Detroit police arrest pregnant Black woman after false facial recognition match

The faulty Project Green Light surveillance network has led to at least three false arrests

Aug 7, 2023 at 11:08 am
click to enlarge Detroit's Real Time Crime Center, where facial recognition software is used. - Steve Neavling
Steve Neavling
Detroit's Real Time Crime Center, where facial recognition software is used.

Porcha Woodruff was eight months pregnant when six cops showed up at her door in Detroit to arrest her for a crime she didn’t commit.

The 32-year-old woman spent 11 hours at the Detroit Detention Center and was charged with robbery and carjacking.

Turns out, Woodruff was the victim of a false facial recognition match, making her at least the third person to be arrested by Detroit police based on the faulty technology, The New York Times first reported.

All three were Black, and Woodruff was the first known woman.

A month after Woodruff’s arrest, the Wayne County Prosecutor’s Office dismissed the case.

Woodruff filed a wrongful arrest lawsuit Thursday against the city of Detroit in the U.S. District Court for the Eastern District of Michigan.

“I have reviewed the allegations contained in the lawsuit. They are very concerning,” Detroit Police Chief James White said in a written statement issued to Metro Times. “We are taking this matter very seriously, but we cannot comment further at this time due to the need for additional investigation. We will provide further information once additional facts are obtained and we have a better understanding of the circumstances.”

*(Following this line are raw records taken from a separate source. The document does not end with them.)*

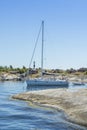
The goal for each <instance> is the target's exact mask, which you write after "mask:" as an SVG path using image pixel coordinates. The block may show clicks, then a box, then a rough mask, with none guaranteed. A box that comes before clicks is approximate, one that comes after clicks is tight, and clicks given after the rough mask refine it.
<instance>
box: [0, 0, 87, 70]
mask: <svg viewBox="0 0 87 130" xmlns="http://www.w3.org/2000/svg"><path fill="white" fill-rule="evenodd" d="M42 20H44V22H45V29H44V31H45V34H44V35H45V38H44V68H50V69H53V68H54V69H57V68H59V69H69V68H75V69H78V68H81V67H87V59H86V58H87V0H0V66H9V65H12V66H13V67H22V66H23V65H24V66H26V67H28V66H29V63H30V59H31V56H32V52H33V49H34V45H35V40H36V38H37V34H38V31H39V28H40V24H41V21H42ZM40 59H41V38H40V39H39V41H38V45H37V49H36V52H35V56H34V60H35V61H36V67H40ZM31 67H32V66H31Z"/></svg>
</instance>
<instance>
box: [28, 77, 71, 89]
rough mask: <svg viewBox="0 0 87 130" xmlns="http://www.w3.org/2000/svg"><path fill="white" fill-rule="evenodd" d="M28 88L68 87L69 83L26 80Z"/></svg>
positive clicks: (48, 81)
mask: <svg viewBox="0 0 87 130" xmlns="http://www.w3.org/2000/svg"><path fill="white" fill-rule="evenodd" d="M26 83H27V86H40V87H41V86H49V87H50V86H62V87H63V86H64V87H65V86H68V85H69V83H68V82H67V81H66V80H58V81H56V80H40V79H34V80H26Z"/></svg>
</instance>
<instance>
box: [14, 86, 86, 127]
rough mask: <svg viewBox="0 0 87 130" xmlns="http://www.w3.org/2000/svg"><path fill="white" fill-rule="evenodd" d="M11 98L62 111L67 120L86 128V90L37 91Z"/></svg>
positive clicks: (58, 89) (20, 94) (54, 89)
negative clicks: (73, 90) (49, 107)
mask: <svg viewBox="0 0 87 130" xmlns="http://www.w3.org/2000/svg"><path fill="white" fill-rule="evenodd" d="M12 98H13V99H19V100H25V101H29V102H32V103H34V104H37V105H41V106H46V107H52V108H56V109H58V110H62V111H63V112H64V113H65V115H66V116H65V117H66V119H67V120H69V121H71V122H73V123H77V124H79V125H83V126H86V127H87V89H79V90H77V91H70V90H69V89H64V88H63V89H62V88H61V89H49V90H39V91H31V92H25V93H21V94H17V95H14V96H12Z"/></svg>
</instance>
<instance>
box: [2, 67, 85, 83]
mask: <svg viewBox="0 0 87 130" xmlns="http://www.w3.org/2000/svg"><path fill="white" fill-rule="evenodd" d="M28 71H29V73H30V75H32V76H31V78H38V77H39V76H40V68H36V69H33V68H26V67H25V66H23V67H22V68H14V67H13V66H12V65H10V66H9V67H7V66H0V81H10V80H15V81H21V80H25V78H26V76H27V72H28ZM44 72H47V73H52V74H54V75H56V77H57V78H58V79H63V78H64V79H67V80H69V81H78V80H79V81H83V82H86V83H87V68H84V67H83V68H79V69H77V70H76V69H73V68H70V69H66V70H62V69H45V70H44Z"/></svg>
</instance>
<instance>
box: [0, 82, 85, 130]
mask: <svg viewBox="0 0 87 130" xmlns="http://www.w3.org/2000/svg"><path fill="white" fill-rule="evenodd" d="M25 91H27V90H26V84H25V83H23V82H0V130H87V128H84V127H81V126H79V125H75V124H72V123H70V122H68V121H66V120H64V118H63V114H62V113H60V112H58V111H56V110H52V109H48V108H41V107H37V106H32V105H29V104H28V103H27V102H23V101H19V100H12V99H11V95H14V94H16V93H20V92H25Z"/></svg>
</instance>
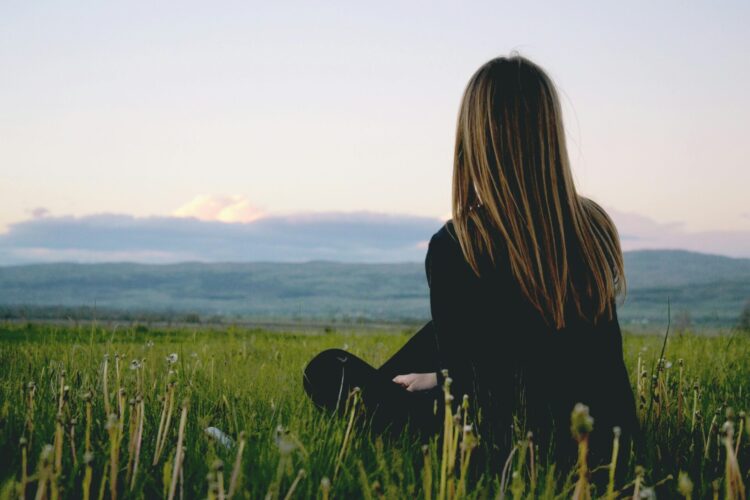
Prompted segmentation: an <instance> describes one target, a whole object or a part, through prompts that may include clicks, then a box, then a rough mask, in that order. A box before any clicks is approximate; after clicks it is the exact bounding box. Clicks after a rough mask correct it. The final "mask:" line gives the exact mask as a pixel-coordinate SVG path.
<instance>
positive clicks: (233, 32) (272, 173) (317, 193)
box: [0, 1, 750, 236]
mask: <svg viewBox="0 0 750 500" xmlns="http://www.w3.org/2000/svg"><path fill="white" fill-rule="evenodd" d="M605 4H606V5H605ZM749 14H750V3H749V2H685V1H660V2H594V1H591V2H546V3H532V2H457V1H456V2H426V1H425V2H420V1H406V2H404V1H399V2H389V1H379V2H367V3H364V2H361V3H360V2H351V1H348V2H326V3H323V2H300V3H288V2H247V1H243V2H192V1H181V2H137V1H128V2H93V1H92V2H82V1H81V2H73V1H67V2H45V1H34V2H23V1H5V2H2V3H1V4H0V68H2V69H1V70H0V72H1V76H0V232H2V231H3V230H4V229H7V228H8V226H9V225H10V224H13V223H17V222H20V221H23V220H26V219H30V218H31V217H32V212H31V211H32V210H33V209H35V208H40V207H43V208H45V209H47V210H48V211H49V213H50V214H51V215H52V216H63V215H74V216H85V215H91V214H98V213H118V214H129V215H134V216H138V217H142V216H151V215H158V216H169V215H173V214H175V213H180V214H185V213H187V214H190V213H192V212H190V211H191V210H193V208H195V207H196V206H198V205H200V206H198V208H195V213H196V214H198V215H201V214H204V218H209V219H210V218H216V219H219V220H251V219H252V218H254V217H255V216H256V215H257V214H259V213H266V214H290V213H296V212H309V211H316V212H320V211H355V210H367V211H375V212H387V213H399V214H412V215H420V216H433V217H445V216H447V214H448V213H449V211H450V179H451V169H452V154H453V138H454V132H455V131H454V126H455V117H456V112H457V110H458V103H459V99H460V97H461V93H462V91H463V88H464V85H465V84H466V82H467V80H468V78H469V76H470V75H471V74H472V73H473V71H474V70H475V69H476V68H477V67H478V66H479V65H481V64H482V63H484V62H485V61H486V60H488V59H490V58H491V57H493V56H496V55H501V54H507V53H508V52H510V51H511V50H513V49H517V50H518V51H519V52H520V53H521V54H523V55H525V56H527V57H529V58H531V59H532V60H534V61H535V62H537V63H538V64H540V65H541V66H542V67H544V68H546V69H547V70H548V72H549V73H550V75H551V76H552V78H553V80H554V81H555V82H556V83H557V84H558V88H559V90H560V92H561V95H562V97H563V100H564V103H563V105H564V112H565V113H566V115H565V121H566V125H567V127H568V130H567V132H568V137H569V148H570V152H571V160H572V162H573V167H574V175H575V178H576V181H577V185H578V187H579V190H580V191H581V192H582V193H584V194H587V195H589V196H591V197H593V198H594V199H596V200H598V201H600V202H602V203H603V204H604V205H605V206H606V207H611V208H612V209H613V210H617V211H619V212H623V213H633V214H638V215H640V216H644V217H646V218H648V219H651V220H652V221H653V222H654V223H658V224H665V223H683V226H682V227H683V228H684V230H685V231H708V230H723V231H741V232H743V233H744V234H745V236H747V234H750V233H747V231H750V202H748V194H749V192H750V162H749V161H748V160H749V159H750V153H749V146H748V139H747V134H748V131H749V127H748V125H747V124H748V121H747V120H748V116H750V97H749V95H748V91H747V88H748V81H749V80H750V57H748V52H750V35H749V34H748V33H750V30H747V26H748V25H749V24H750V15H749ZM199 196H202V198H198V201H194V200H196V197H199ZM230 196H233V197H234V198H231V200H233V201H232V203H233V205H232V207H233V208H232V207H230V208H231V210H230V212H231V213H230V215H226V214H227V212H224V215H223V216H221V217H220V216H219V215H216V214H217V212H216V211H211V210H209V212H206V211H205V210H204V209H205V207H203V206H202V205H201V203H202V201H201V200H204V201H205V200H226V199H227V198H226V197H230ZM222 197H223V198H222ZM191 201H193V204H190V202H191ZM219 203H221V201H220V202H219ZM186 205H187V208H186ZM180 208H182V211H179V210H180ZM220 208H221V207H220ZM201 210H203V212H201ZM178 211H179V212H178ZM38 213H41V211H40V212H38ZM205 213H208V215H205ZM237 214H239V215H237ZM222 217H224V218H223V219H222ZM233 217H234V218H233Z"/></svg>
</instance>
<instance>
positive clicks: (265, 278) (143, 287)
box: [0, 250, 750, 326]
mask: <svg viewBox="0 0 750 500" xmlns="http://www.w3.org/2000/svg"><path fill="white" fill-rule="evenodd" d="M625 266H626V277H627V281H628V293H627V297H626V300H625V303H624V304H623V305H621V306H620V308H619V316H620V320H621V322H623V324H633V325H652V326H657V325H661V324H665V322H666V304H667V297H669V298H670V300H671V304H672V313H673V320H674V319H675V318H676V319H677V320H679V321H681V322H682V323H685V322H687V321H688V320H689V321H690V322H691V323H692V324H694V325H711V326H717V325H723V326H729V325H732V324H734V323H735V322H736V320H737V318H738V316H739V314H740V311H741V309H742V307H743V304H744V303H745V302H746V301H747V300H750V259H736V258H729V257H722V256H717V255H706V254H699V253H694V252H687V251H680V250H643V251H633V252H626V253H625ZM94 306H96V308H97V310H98V311H99V313H100V314H102V313H103V311H109V312H110V313H111V312H114V311H119V312H120V313H122V312H123V311H125V312H127V313H128V314H129V315H130V316H129V317H135V316H137V315H138V314H146V313H149V314H152V315H154V314H159V315H167V316H168V315H184V314H187V313H192V314H193V317H195V315H199V316H200V317H201V318H207V317H209V316H213V317H221V318H227V319H237V318H287V319H320V320H338V321H422V320H424V319H426V318H427V317H428V316H429V303H428V289H427V284H426V280H425V275H424V265H423V264H422V263H401V264H350V263H346V264H345V263H337V262H327V261H313V262H307V263H299V264H289V263H283V264H282V263H266V262H257V263H218V264H206V263H184V264H171V265H145V264H133V263H108V264H70V263H60V264H35V265H26V266H8V267H0V309H1V310H2V314H3V315H4V316H5V317H28V316H39V315H41V316H44V315H46V316H54V315H60V316H63V317H64V316H67V315H71V314H73V312H75V311H78V313H79V314H80V313H81V311H84V312H85V311H86V310H87V309H86V308H90V309H93V307H94ZM76 308H83V309H76Z"/></svg>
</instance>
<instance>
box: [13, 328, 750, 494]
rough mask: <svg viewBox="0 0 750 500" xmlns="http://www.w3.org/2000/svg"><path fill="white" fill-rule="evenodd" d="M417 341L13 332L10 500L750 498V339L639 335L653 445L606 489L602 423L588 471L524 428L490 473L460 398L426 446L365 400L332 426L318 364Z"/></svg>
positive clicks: (574, 428) (579, 439)
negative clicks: (569, 464)
mask: <svg viewBox="0 0 750 500" xmlns="http://www.w3.org/2000/svg"><path fill="white" fill-rule="evenodd" d="M409 333H410V332H409V331H401V332H395V333H394V332H373V331H368V332H363V331H335V330H330V329H329V330H328V331H325V332H323V331H317V332H312V331H310V332H303V331H299V332H269V331H262V330H252V329H242V328H236V327H231V326H227V327H225V328H224V329H222V330H208V329H201V328H200V327H196V328H193V329H186V328H183V329H179V328H168V329H167V328H163V329H159V328H154V327H146V326H131V327H106V326H99V327H97V326H55V325H37V324H11V323H8V324H5V325H1V326H0V498H19V497H25V498H37V499H41V498H84V499H88V498H97V499H98V498H189V499H192V498H272V499H276V498H324V499H325V498H367V499H369V498H373V499H375V498H426V499H433V498H435V499H440V500H442V499H447V498H503V497H508V498H510V497H512V498H514V499H515V498H571V497H574V498H600V497H603V498H654V497H655V496H656V495H658V496H659V497H660V498H672V497H677V498H681V497H685V498H746V489H745V488H746V486H745V485H746V484H747V483H748V481H749V480H750V477H749V476H748V475H749V474H750V445H749V444H748V443H749V442H750V432H749V428H748V425H747V417H746V414H745V413H744V412H745V411H746V410H748V408H750V397H749V396H748V386H747V385H748V382H750V361H749V360H750V335H747V334H743V333H741V332H738V331H735V332H724V333H723V334H721V335H718V334H717V335H713V336H706V335H693V334H690V333H689V332H687V333H682V334H681V335H673V336H671V337H670V338H669V340H668V342H667V344H666V348H665V350H664V356H663V358H662V357H661V352H662V344H663V337H662V336H659V335H627V334H626V335H625V341H624V351H625V357H626V363H627V366H628V369H629V373H630V375H631V382H632V385H633V389H634V391H635V393H636V399H637V403H638V411H639V418H640V419H641V425H642V427H643V435H644V439H643V442H642V443H641V445H640V446H639V447H638V448H637V449H632V450H630V452H629V459H628V460H627V461H626V463H615V464H610V467H609V472H607V475H610V473H611V475H610V476H609V477H610V478H611V479H610V480H608V481H605V483H604V484H598V483H597V484H593V483H592V482H590V481H589V477H590V474H591V472H592V471H591V470H590V468H589V465H588V461H587V453H586V449H587V439H588V433H589V432H590V429H591V426H592V425H593V426H596V415H591V416H590V417H593V424H592V421H591V419H590V417H589V416H588V415H587V413H586V409H585V408H578V409H577V410H576V411H574V412H573V414H572V424H571V439H575V440H576V441H577V442H578V449H579V456H578V457H577V461H576V459H575V457H574V460H573V462H572V463H574V464H575V465H574V466H573V467H570V468H566V467H563V466H561V465H559V464H554V463H550V462H548V461H546V460H545V459H544V457H545V452H544V450H539V449H538V447H537V446H535V444H534V442H533V436H528V435H526V434H525V433H524V432H523V431H522V430H521V429H522V425H520V426H519V431H518V433H517V434H518V440H517V446H516V447H515V448H514V450H513V452H512V453H511V455H510V456H509V457H508V458H507V460H506V461H505V467H504V468H503V469H502V470H487V469H483V470H482V469H477V467H475V465H476V462H472V456H473V453H474V452H475V450H476V448H477V445H478V439H481V436H479V437H478V436H476V435H475V434H474V432H473V430H472V429H471V427H470V426H468V427H467V426H464V425H463V419H464V414H463V411H464V410H462V407H463V404H462V400H461V397H460V395H453V399H452V401H451V398H446V401H447V403H446V404H447V405H448V407H449V408H450V411H448V412H447V413H446V415H448V416H447V418H446V421H445V425H444V430H443V432H442V434H441V435H438V436H435V437H434V438H432V439H431V440H430V442H429V444H427V445H423V444H422V443H420V442H419V441H418V440H417V439H416V438H415V437H413V436H412V435H411V434H408V433H403V434H401V435H400V436H398V437H390V438H389V437H385V438H384V437H382V436H377V435H373V434H372V433H371V432H369V430H368V428H367V426H366V424H365V423H363V419H362V418H361V415H362V412H361V404H360V403H359V394H357V393H356V392H353V393H352V394H351V395H350V397H349V399H348V404H347V409H346V414H345V416H344V418H333V419H332V418H331V417H330V416H328V415H327V414H324V413H323V412H321V411H319V410H318V409H317V408H315V407H314V405H313V404H312V403H311V402H310V401H309V400H308V398H307V397H306V396H305V394H304V391H303V388H302V371H303V368H304V366H305V363H306V362H307V360H309V359H310V357H311V356H312V355H313V354H315V353H316V352H318V351H319V350H322V349H325V348H328V347H343V348H346V349H348V350H350V351H351V352H353V353H354V354H357V355H358V356H360V357H362V358H364V359H366V360H367V361H369V362H371V363H372V364H374V365H376V366H377V365H379V364H380V363H381V362H383V361H384V360H385V359H387V358H388V356H390V355H391V354H393V353H394V352H395V351H396V350H397V349H398V348H399V347H400V345H402V343H403V342H404V341H405V340H406V338H407V336H408V335H409ZM626 333H627V332H626ZM445 391H446V394H448V393H449V392H450V388H449V387H447V388H445ZM448 407H447V408H448ZM471 410H472V409H471V408H468V410H467V411H469V412H470V411H471ZM571 410H573V409H571ZM451 416H453V417H455V418H451ZM210 428H215V429H210ZM207 429H210V430H208V431H207ZM443 437H447V439H444V438H443ZM612 445H613V447H615V446H618V440H617V437H616V433H613V440H612ZM473 465H474V467H473ZM613 465H614V467H612V466H613ZM615 470H617V471H619V473H618V474H614V472H615ZM619 478H624V479H619Z"/></svg>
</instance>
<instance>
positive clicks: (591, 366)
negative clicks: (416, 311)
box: [425, 221, 637, 458]
mask: <svg viewBox="0 0 750 500" xmlns="http://www.w3.org/2000/svg"><path fill="white" fill-rule="evenodd" d="M425 268H426V273H427V282H428V284H429V287H430V308H431V313H432V320H433V323H434V324H435V329H434V331H435V336H436V342H437V345H438V357H439V360H438V364H439V366H437V367H436V369H437V373H438V382H439V385H442V383H443V378H442V376H441V373H440V370H441V369H447V370H448V373H449V376H450V377H451V379H452V385H451V393H452V394H453V395H454V397H455V400H456V401H457V402H458V401H460V400H461V398H462V397H463V395H464V394H467V395H469V396H470V400H471V401H472V403H473V404H472V407H471V410H470V411H471V412H472V413H473V415H474V416H475V417H476V420H475V422H476V423H477V426H478V429H479V432H480V434H483V435H484V437H485V439H487V438H489V439H490V441H491V442H492V443H493V445H494V446H496V447H499V448H500V450H501V451H502V450H503V449H507V448H509V447H510V446H511V445H512V442H513V441H514V440H515V439H516V438H517V437H518V436H519V435H520V436H523V435H525V431H526V430H532V431H534V434H535V436H537V439H536V442H537V443H539V442H540V441H545V440H546V439H552V440H554V441H556V448H557V450H558V451H559V452H560V453H561V454H564V455H571V454H572V455H573V457H575V453H574V451H572V446H574V444H573V443H572V439H571V437H570V414H571V411H572V409H573V407H574V405H575V404H576V403H578V402H582V403H584V404H586V405H588V406H589V408H590V413H591V416H592V417H593V418H594V432H593V433H592V434H591V439H590V441H591V447H592V452H593V453H594V455H595V456H596V455H597V453H599V455H601V457H600V458H605V457H606V456H607V455H608V451H607V450H611V448H610V446H611V443H612V429H613V427H614V426H618V427H620V428H621V430H622V432H623V435H624V437H625V438H627V436H629V435H632V433H633V432H634V431H635V430H636V429H637V418H636V414H635V401H634V397H633V392H632V389H631V385H630V382H629V379H628V374H627V371H626V369H625V365H624V361H623V351H622V335H621V331H620V326H619V323H618V320H617V315H616V312H615V314H614V316H613V318H612V319H611V320H600V322H599V323H598V324H597V325H596V326H592V325H591V324H590V323H587V322H585V321H583V320H582V319H581V318H578V316H577V315H576V314H566V326H565V327H564V328H562V329H560V330H553V329H552V328H551V327H550V326H548V325H547V324H545V322H544V321H543V320H542V318H541V316H540V315H539V313H538V312H537V311H536V310H535V309H534V308H533V306H532V305H531V303H530V302H528V301H527V300H526V299H525V297H524V296H523V294H522V293H521V290H520V288H519V286H518V284H517V282H516V281H515V279H514V278H513V276H512V273H511V271H510V265H509V263H508V262H507V258H505V260H503V258H502V256H501V258H500V259H499V261H498V262H497V264H496V266H495V270H494V271H495V272H493V273H491V274H486V275H485V274H483V275H482V277H481V278H479V277H477V276H476V275H475V274H474V272H473V271H472V269H471V267H470V266H469V264H468V262H467V261H466V260H465V258H464V256H463V253H462V251H461V248H460V246H459V243H458V239H457V237H456V234H455V231H454V229H453V225H452V222H451V221H448V222H447V223H446V224H445V225H444V226H443V227H442V228H441V229H440V230H439V231H438V232H437V233H435V234H434V235H433V237H432V238H431V240H430V243H429V247H428V251H427V257H426V259H425ZM613 302H614V299H613ZM613 307H614V304H613ZM571 312H574V311H571ZM514 415H515V416H518V417H520V419H519V420H518V422H525V423H526V425H527V427H526V429H523V430H521V429H515V431H516V433H515V437H513V434H512V433H511V425H512V423H513V422H514V420H513V416H514ZM609 453H611V451H610V452H609Z"/></svg>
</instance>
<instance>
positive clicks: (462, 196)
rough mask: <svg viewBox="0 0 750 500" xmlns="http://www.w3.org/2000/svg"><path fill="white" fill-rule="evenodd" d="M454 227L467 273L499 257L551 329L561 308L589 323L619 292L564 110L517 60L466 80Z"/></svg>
mask: <svg viewBox="0 0 750 500" xmlns="http://www.w3.org/2000/svg"><path fill="white" fill-rule="evenodd" d="M452 198H453V199H452V216H453V227H454V229H455V232H456V236H457V239H458V241H459V243H460V245H461V250H462V252H463V254H464V257H465V258H466V260H467V262H468V263H469V264H470V265H471V268H472V269H473V270H474V273H475V274H476V275H477V276H481V275H482V274H483V273H484V272H485V268H484V267H485V266H484V263H489V264H490V265H491V266H493V267H494V266H495V265H496V264H497V260H498V256H499V255H500V254H501V252H505V255H506V258H507V261H508V262H509V264H510V269H511V271H512V273H513V276H514V277H515V279H516V281H517V282H518V284H519V286H520V289H521V291H522V292H523V294H524V296H526V298H527V299H528V300H529V301H530V302H531V304H532V305H533V306H534V307H535V308H536V309H537V310H538V311H539V312H540V313H541V315H542V317H543V318H544V320H545V321H546V322H547V323H548V324H549V325H554V326H555V327H556V328H562V327H564V326H565V323H566V314H565V312H566V309H567V301H568V300H569V299H570V298H572V299H573V303H574V304H575V308H576V311H577V313H578V314H579V315H580V316H581V317H583V318H584V319H587V320H589V321H591V322H593V323H596V322H597V320H598V318H599V317H600V316H601V315H602V314H604V313H607V317H608V318H610V319H611V317H612V314H613V311H612V308H613V302H614V297H615V296H616V295H617V294H619V293H620V292H624V291H625V273H624V264H623V258H622V251H621V249H620V239H619V235H618V233H617V229H616V227H615V225H614V223H613V222H612V220H611V219H610V217H609V216H608V215H607V213H606V212H605V211H604V209H602V207H601V206H599V205H598V204H597V203H595V202H594V201H592V200H590V199H588V198H585V197H583V196H579V195H578V194H577V193H576V189H575V185H574V183H573V177H572V174H571V171H570V160H569V158H568V153H567V149H566V146H565V132H564V129H563V122H562V110H561V108H560V101H559V98H558V95H557V91H556V90H555V87H554V85H553V83H552V81H551V79H550V78H549V77H548V76H547V74H546V73H545V72H544V71H543V70H542V69H541V68H540V67H539V66H537V65H536V64H534V63H532V62H531V61H529V60H528V59H526V58H525V57H523V56H520V55H518V54H512V55H511V56H510V57H498V58H495V59H492V60H491V61H489V62H487V63H486V64H484V65H483V66H482V67H480V68H479V69H478V70H477V71H476V72H475V73H474V75H473V76H472V77H471V79H470V80H469V83H468V85H467V87H466V90H465V92H464V96H463V100H462V102H461V109H460V112H459V116H458V126H457V132H456V146H455V156H454V163H453V194H452Z"/></svg>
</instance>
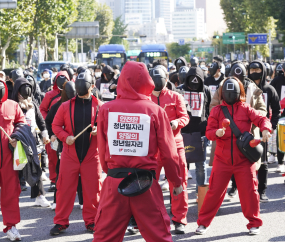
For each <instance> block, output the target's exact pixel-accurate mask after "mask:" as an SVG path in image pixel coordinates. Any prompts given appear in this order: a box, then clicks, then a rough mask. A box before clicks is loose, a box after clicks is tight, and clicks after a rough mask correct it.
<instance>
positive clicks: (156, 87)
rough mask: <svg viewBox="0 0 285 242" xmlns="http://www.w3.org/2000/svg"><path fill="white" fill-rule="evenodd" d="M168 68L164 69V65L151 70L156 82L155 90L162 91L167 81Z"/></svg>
mask: <svg viewBox="0 0 285 242" xmlns="http://www.w3.org/2000/svg"><path fill="white" fill-rule="evenodd" d="M166 75H167V74H166V70H163V69H162V67H159V66H157V67H156V68H154V69H152V70H151V71H150V76H151V78H152V80H153V82H154V85H155V87H154V91H161V90H162V89H163V88H164V87H165V84H166V82H167V76H166Z"/></svg>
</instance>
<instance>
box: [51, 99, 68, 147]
mask: <svg viewBox="0 0 285 242" xmlns="http://www.w3.org/2000/svg"><path fill="white" fill-rule="evenodd" d="M64 106H65V105H63V104H62V105H60V107H59V109H58V110H57V112H56V115H55V117H54V119H53V122H52V131H53V133H54V134H55V136H56V137H57V138H58V139H59V140H60V141H62V142H65V141H66V138H67V137H68V136H69V134H68V133H67V132H66V131H65V130H64V129H63V128H62V127H63V126H66V124H65V122H64V121H65V120H64V116H65V115H64V113H65V112H64V111H65V110H64Z"/></svg>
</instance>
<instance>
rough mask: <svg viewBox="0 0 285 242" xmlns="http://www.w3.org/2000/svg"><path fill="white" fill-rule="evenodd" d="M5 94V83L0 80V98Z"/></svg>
mask: <svg viewBox="0 0 285 242" xmlns="http://www.w3.org/2000/svg"><path fill="white" fill-rule="evenodd" d="M4 96H5V85H4V83H3V82H0V100H2V98H3V97H4Z"/></svg>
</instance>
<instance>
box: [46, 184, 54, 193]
mask: <svg viewBox="0 0 285 242" xmlns="http://www.w3.org/2000/svg"><path fill="white" fill-rule="evenodd" d="M54 191H55V183H51V184H50V187H49V189H48V192H54Z"/></svg>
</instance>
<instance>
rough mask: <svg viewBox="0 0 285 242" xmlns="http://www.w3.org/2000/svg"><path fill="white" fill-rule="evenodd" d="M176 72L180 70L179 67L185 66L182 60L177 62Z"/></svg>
mask: <svg viewBox="0 0 285 242" xmlns="http://www.w3.org/2000/svg"><path fill="white" fill-rule="evenodd" d="M175 66H176V70H177V71H178V70H179V69H180V67H182V66H185V65H184V63H183V61H182V60H178V61H177V62H176V65H175Z"/></svg>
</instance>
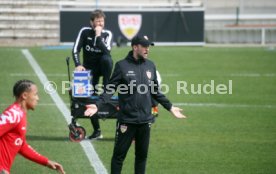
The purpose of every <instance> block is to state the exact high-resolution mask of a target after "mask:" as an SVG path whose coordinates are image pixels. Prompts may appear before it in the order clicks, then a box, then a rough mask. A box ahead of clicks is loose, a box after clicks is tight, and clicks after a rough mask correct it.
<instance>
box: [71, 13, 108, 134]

According to the Wayne County Prosecutor’s Office, the police department identified Woodruff through a facial recognition search, and then the robbery victim picked out Woodruff’s photo from a selection of six head shots.

“He stated that she was the person that he had spent several hours with on the day he was robbed,” the prosecutor’s office said.

Since Detroit began using facial recognition software in 2017, opponents of the technology have warned that false matches would lead to wrongful arrests. Detroit police insisted they had policies in place to prevent this from happening and suggested opponents of the technology were fear-mongering.

Facial recognition technology has come under increasing fire after studies have shown that the software misidentifies people of color more often than white people, which Metro Times reported in a cover story in July 2019.

One of the leading critics of the technology, U.S. Rep. Rashida Tlaib, introduced legislation in March to ban the technology on the federal level and withhold money from state and local police departments that continue to use it.

It was the third year in a row that the House and Senate introduced the Facial Recognition and Biometric Technology Moratorium Act.

Tlaib has repeatedly said the technology is significantly flawed when used to identify people of color. Citing research that shows people are better at recognizing faces from their own race, Tlaib suggested in 2019 the optimal way to limit false arrests based on misidentifications is to hire Black analysts to examine the identities of Black suspects.

James Craig, who was then chief of the Detroit Police Department, suggested Tlaib’s suggestion was “racist” and “insulting.”

Nationwide, at least six people have reported being falsely arrested based on flawed facial recognition matches. All have been Black.

Detroit’s facial recognition software is especially pervasive because it’s used on a quickly expanding surveillance network of high-definition cameras under Mayor Mike Duggan’s Project Green Light, a crime-fighting initiative that began in 2016 at gas stations and fast-food restaurants. Since then, the city has installed more than 500 surveillance cameras at parks, schools, low-income housing complexes, immigration centers, gas stations, churches, abortion clinics, hotels, health centers, apartments, and addiction treatment centers. The city also installed high-definition cameras at roughly 500 intersections at a time when other cities are scaling back because of privacy concerns.

In January 2020, Robert Williams, of Farmington Hills, was arrested after the technology incorrectly flagged him as a shoplifting suspect. He was locked up for more than 30 hours in an overcrowded jail where he was forced to sleep on a cement floor, according to a lawsuit he filed against the city.

The technology also misidentified Michael Oliver in July 2019. Oliver was arrested and falsely accused of stealing a teacher’s cellphone and throwing it. He also filed a lawsuit against the city.

In 2019, the Detroit Board of Police Commissioners approved a policy to govern the use of facial recognition technology. Under the policy, facial recognition identification is considered only a lead and cannot be used as the sole basis for an arrest. Police are prohibited from using the technology for immigration enforcement, minor crimes, and identifying people during protests, and police analysts must verify any facial recognition matches the software produces and get it approved by a supervisor.

Despite the policy, Detroit police continue to arrest people based on false matches.